Pour les partisans d’un futur Etat palestinien dans le monde, c’est un septembre lumineux. Les reconnaissances se multiplient à l’ONU et touchent maintenant largement l’Occident à l’exclusion notable des USA. Mais…
Avec la Grande Bretagne et la France c’est le G7 qui s’engage et avec le Canada et l’Australie, des pays proches de Washington… On est loin du temps où la Palestine était reconnue uniquement par les pays alors qualifiés de «tiers monde» et des pays du bloc soviétique.
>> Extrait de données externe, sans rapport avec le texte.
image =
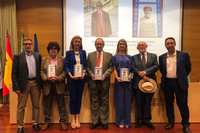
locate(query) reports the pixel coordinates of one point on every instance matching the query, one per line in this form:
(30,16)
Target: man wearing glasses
(175,66)
(26,80)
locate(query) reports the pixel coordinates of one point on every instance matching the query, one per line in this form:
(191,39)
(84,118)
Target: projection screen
(151,21)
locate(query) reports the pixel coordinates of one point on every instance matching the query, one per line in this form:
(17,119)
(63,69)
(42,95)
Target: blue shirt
(31,65)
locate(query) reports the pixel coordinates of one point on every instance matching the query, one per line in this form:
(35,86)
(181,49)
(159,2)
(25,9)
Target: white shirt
(101,57)
(145,55)
(171,66)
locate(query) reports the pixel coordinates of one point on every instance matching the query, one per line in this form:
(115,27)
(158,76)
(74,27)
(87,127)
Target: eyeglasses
(169,43)
(27,44)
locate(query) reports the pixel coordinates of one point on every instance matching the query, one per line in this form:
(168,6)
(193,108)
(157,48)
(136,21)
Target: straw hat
(147,87)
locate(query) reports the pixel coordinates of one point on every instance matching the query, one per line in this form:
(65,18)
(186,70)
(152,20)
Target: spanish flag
(8,67)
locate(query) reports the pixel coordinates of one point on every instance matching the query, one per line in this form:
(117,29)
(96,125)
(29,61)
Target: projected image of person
(147,23)
(100,22)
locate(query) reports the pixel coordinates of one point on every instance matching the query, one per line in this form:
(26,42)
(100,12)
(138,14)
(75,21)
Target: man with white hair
(143,65)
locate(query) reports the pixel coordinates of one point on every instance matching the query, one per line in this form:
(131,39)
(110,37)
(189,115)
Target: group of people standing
(29,75)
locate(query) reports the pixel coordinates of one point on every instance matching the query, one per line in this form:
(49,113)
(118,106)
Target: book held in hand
(78,70)
(98,73)
(124,74)
(51,71)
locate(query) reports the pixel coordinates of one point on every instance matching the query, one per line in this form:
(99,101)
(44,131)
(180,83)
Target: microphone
(194,76)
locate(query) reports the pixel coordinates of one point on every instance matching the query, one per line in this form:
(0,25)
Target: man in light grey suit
(143,65)
(99,89)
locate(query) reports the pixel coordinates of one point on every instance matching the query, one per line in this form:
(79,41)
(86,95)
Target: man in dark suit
(53,85)
(100,24)
(26,80)
(175,66)
(143,65)
(99,89)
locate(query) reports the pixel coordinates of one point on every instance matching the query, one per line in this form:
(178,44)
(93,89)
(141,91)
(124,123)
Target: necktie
(143,61)
(99,60)
(100,19)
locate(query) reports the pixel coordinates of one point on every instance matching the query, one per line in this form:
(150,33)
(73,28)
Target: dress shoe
(20,130)
(149,125)
(63,126)
(73,126)
(78,125)
(93,126)
(187,130)
(169,126)
(36,127)
(139,124)
(46,125)
(105,126)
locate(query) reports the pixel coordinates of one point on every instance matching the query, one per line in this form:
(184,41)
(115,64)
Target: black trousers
(172,87)
(48,102)
(143,102)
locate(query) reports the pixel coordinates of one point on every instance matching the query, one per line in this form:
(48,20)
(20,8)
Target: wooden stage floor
(6,127)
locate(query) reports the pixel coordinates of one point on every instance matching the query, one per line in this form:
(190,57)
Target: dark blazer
(70,61)
(60,84)
(183,68)
(20,71)
(107,68)
(94,26)
(151,67)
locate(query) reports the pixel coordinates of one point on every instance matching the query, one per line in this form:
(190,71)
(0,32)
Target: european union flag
(35,44)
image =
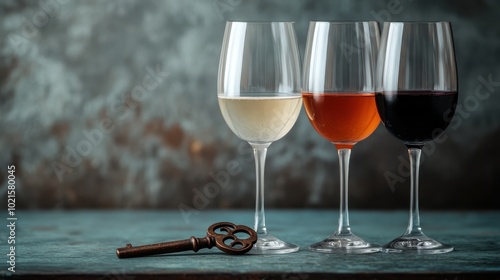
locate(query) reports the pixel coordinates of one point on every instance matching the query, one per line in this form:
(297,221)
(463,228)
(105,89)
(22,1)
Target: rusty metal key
(217,235)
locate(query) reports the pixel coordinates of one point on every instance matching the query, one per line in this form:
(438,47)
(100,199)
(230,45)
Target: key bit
(227,231)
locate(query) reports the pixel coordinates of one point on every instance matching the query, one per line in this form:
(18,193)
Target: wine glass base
(344,244)
(268,244)
(419,244)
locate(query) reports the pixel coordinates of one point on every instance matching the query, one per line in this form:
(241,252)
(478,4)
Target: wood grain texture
(82,245)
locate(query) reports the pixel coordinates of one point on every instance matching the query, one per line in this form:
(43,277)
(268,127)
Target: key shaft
(192,243)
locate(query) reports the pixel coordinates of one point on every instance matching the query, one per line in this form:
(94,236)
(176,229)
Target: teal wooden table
(82,244)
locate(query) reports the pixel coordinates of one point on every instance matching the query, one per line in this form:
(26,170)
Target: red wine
(416,116)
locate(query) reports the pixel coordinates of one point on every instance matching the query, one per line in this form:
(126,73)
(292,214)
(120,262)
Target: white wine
(260,119)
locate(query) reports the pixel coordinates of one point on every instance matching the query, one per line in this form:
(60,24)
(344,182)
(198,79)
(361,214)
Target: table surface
(82,245)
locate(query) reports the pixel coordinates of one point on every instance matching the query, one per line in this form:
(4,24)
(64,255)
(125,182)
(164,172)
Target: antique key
(236,246)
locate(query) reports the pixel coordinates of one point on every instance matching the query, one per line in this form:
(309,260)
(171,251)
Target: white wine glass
(259,96)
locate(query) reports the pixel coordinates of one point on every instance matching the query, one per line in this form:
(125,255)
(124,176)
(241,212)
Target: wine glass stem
(259,152)
(414,220)
(344,156)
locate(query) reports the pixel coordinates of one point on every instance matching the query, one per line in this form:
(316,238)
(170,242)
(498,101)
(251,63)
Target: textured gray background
(68,66)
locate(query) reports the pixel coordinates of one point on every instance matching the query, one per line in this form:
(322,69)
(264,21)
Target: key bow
(230,230)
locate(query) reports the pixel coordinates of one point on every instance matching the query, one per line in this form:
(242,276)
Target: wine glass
(339,98)
(259,97)
(416,99)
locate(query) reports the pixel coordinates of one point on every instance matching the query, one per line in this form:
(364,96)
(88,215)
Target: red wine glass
(416,99)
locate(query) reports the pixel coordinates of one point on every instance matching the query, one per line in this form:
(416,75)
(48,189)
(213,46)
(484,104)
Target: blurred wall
(112,104)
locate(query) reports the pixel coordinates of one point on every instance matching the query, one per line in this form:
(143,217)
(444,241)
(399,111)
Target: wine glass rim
(417,22)
(258,22)
(342,21)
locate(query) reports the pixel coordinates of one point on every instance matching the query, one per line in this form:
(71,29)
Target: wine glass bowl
(417,92)
(339,98)
(259,97)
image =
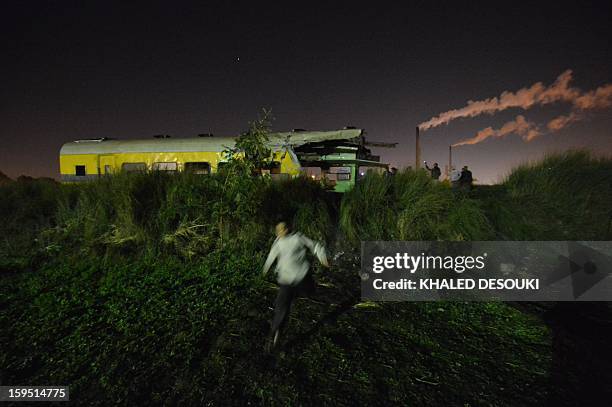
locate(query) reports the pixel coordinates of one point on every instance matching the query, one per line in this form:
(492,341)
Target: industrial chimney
(418,150)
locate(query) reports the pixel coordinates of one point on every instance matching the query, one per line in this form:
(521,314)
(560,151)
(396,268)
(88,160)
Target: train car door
(106,164)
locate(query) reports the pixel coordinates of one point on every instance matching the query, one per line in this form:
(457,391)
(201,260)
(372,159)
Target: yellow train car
(84,160)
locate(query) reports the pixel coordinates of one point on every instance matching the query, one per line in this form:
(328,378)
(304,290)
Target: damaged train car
(338,157)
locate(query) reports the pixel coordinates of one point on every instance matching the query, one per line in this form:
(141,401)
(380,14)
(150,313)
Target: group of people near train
(459,179)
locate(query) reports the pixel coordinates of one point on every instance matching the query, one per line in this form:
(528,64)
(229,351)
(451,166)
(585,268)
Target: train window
(164,166)
(313,172)
(275,167)
(364,170)
(198,168)
(133,167)
(339,173)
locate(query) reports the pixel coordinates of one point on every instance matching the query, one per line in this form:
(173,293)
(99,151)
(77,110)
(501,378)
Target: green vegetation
(147,288)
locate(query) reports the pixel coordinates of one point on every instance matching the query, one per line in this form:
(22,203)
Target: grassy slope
(142,315)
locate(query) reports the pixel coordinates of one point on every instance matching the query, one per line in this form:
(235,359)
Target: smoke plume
(535,95)
(525,98)
(526,129)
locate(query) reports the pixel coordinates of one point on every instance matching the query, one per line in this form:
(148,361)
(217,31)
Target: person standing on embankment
(292,267)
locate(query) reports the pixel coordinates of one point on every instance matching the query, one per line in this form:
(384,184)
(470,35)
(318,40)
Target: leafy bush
(410,206)
(565,196)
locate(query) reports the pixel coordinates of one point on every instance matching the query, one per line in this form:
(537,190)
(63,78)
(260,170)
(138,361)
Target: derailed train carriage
(340,157)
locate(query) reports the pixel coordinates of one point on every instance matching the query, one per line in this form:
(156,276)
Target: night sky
(76,70)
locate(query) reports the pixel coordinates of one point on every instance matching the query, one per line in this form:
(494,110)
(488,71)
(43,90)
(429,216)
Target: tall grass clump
(410,206)
(565,196)
(27,207)
(185,215)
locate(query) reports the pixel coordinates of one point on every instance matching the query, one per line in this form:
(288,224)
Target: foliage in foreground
(410,206)
(146,289)
(562,197)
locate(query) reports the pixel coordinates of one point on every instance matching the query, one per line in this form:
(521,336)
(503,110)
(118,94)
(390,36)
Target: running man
(289,250)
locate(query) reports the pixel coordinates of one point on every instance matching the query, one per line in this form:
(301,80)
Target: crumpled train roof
(215,144)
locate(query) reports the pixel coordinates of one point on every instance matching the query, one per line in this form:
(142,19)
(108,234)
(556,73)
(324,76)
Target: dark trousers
(282,306)
(286,295)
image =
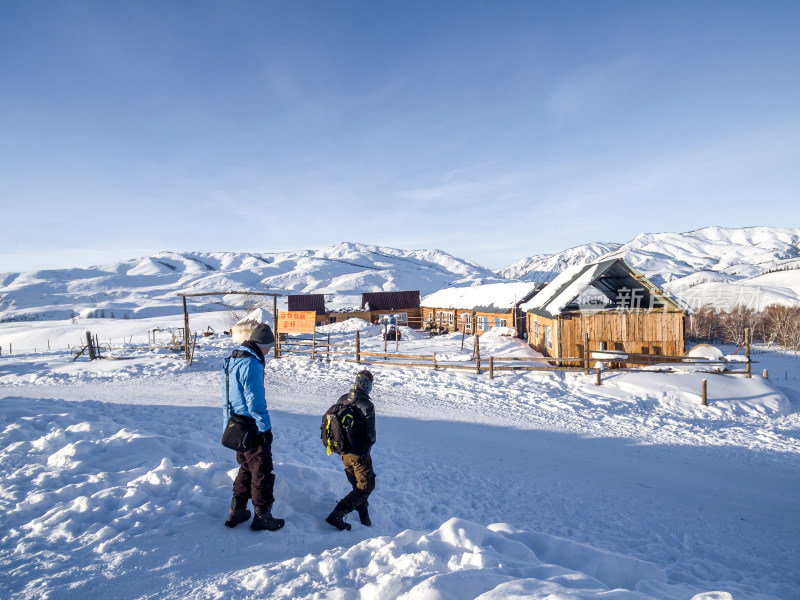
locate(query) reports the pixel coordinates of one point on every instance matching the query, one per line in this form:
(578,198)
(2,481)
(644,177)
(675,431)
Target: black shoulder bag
(241,432)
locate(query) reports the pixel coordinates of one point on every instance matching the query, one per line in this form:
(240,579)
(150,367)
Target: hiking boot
(336,518)
(363,515)
(238,512)
(265,521)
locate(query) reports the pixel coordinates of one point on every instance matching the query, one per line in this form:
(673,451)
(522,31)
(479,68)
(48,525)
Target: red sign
(299,321)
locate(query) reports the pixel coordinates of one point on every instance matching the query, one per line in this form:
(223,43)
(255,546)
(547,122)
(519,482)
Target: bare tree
(782,325)
(736,322)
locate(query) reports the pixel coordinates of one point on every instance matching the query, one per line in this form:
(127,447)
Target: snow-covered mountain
(717,266)
(148,286)
(545,267)
(751,266)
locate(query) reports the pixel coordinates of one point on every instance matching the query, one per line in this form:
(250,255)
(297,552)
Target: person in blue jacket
(247,396)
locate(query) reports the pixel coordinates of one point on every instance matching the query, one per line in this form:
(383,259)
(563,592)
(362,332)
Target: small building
(404,306)
(479,308)
(309,302)
(617,306)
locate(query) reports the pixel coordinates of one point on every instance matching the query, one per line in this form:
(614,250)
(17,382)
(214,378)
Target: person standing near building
(357,461)
(246,396)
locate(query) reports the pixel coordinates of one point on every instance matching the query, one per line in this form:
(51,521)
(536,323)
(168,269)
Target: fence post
(90,345)
(586,353)
(188,354)
(747,335)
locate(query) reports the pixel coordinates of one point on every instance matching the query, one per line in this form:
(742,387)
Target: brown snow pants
(358,468)
(255,479)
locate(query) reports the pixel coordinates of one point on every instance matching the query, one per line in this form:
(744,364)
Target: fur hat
(364,381)
(262,335)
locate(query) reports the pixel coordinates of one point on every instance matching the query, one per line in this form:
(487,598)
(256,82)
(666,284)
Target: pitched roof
(604,285)
(391,300)
(490,297)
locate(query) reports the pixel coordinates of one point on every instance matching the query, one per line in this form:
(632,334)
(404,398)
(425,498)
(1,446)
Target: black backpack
(341,429)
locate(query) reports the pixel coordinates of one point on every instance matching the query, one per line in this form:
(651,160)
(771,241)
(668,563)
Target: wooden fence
(592,360)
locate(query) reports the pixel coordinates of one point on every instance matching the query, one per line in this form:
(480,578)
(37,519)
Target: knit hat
(262,335)
(364,381)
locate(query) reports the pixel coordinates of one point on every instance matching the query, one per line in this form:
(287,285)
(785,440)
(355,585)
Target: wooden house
(612,302)
(479,308)
(404,306)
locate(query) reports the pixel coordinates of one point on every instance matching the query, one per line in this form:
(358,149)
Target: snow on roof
(574,281)
(499,296)
(562,290)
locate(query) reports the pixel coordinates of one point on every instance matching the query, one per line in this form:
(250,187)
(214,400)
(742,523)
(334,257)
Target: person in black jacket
(358,464)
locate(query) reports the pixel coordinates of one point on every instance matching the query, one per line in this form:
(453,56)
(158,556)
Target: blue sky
(490,130)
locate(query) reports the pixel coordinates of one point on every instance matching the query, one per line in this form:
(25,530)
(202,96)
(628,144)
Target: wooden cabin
(479,308)
(618,307)
(404,306)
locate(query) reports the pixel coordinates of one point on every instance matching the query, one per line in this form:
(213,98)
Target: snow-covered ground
(113,483)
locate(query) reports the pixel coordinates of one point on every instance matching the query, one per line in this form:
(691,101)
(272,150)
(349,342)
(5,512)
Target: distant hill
(148,286)
(712,266)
Alors que la France, tout comme le Luxembourg, Malte, Monaco et Andorre ont reconnu, dans la nuit du 22 septembre 2025, lors de la 80ème Assemblée générale de l’ONU, un Etat Palestinien, la presse internationale n’a pas hésité à commenter le sujet. «La France défie Trump», titre le Washington Post alors qu’Israël et les Etats-Unis, avaient montré leur ferme opposition à cette reconnaissance. Le quotidien américain estime toutefois que cette annonce si elle représente un «coup de pouce moral pour les Palestiniens» ne «changera rien sur le terrain».
«Reconnaissance ou non, un Etat Palestinien semble plus lointain que jamais», estime de son côté le New York Times, qui n’hésite pas à rappeler le point de vue des Palestiniens qui, après près de deux ans d’une guerre qui a ravagé l’enclave de Gaza et fait des dizaines de milliers de morts, assurent que la perspective d’une solution à deux Etats semble plus éloignée que jamais.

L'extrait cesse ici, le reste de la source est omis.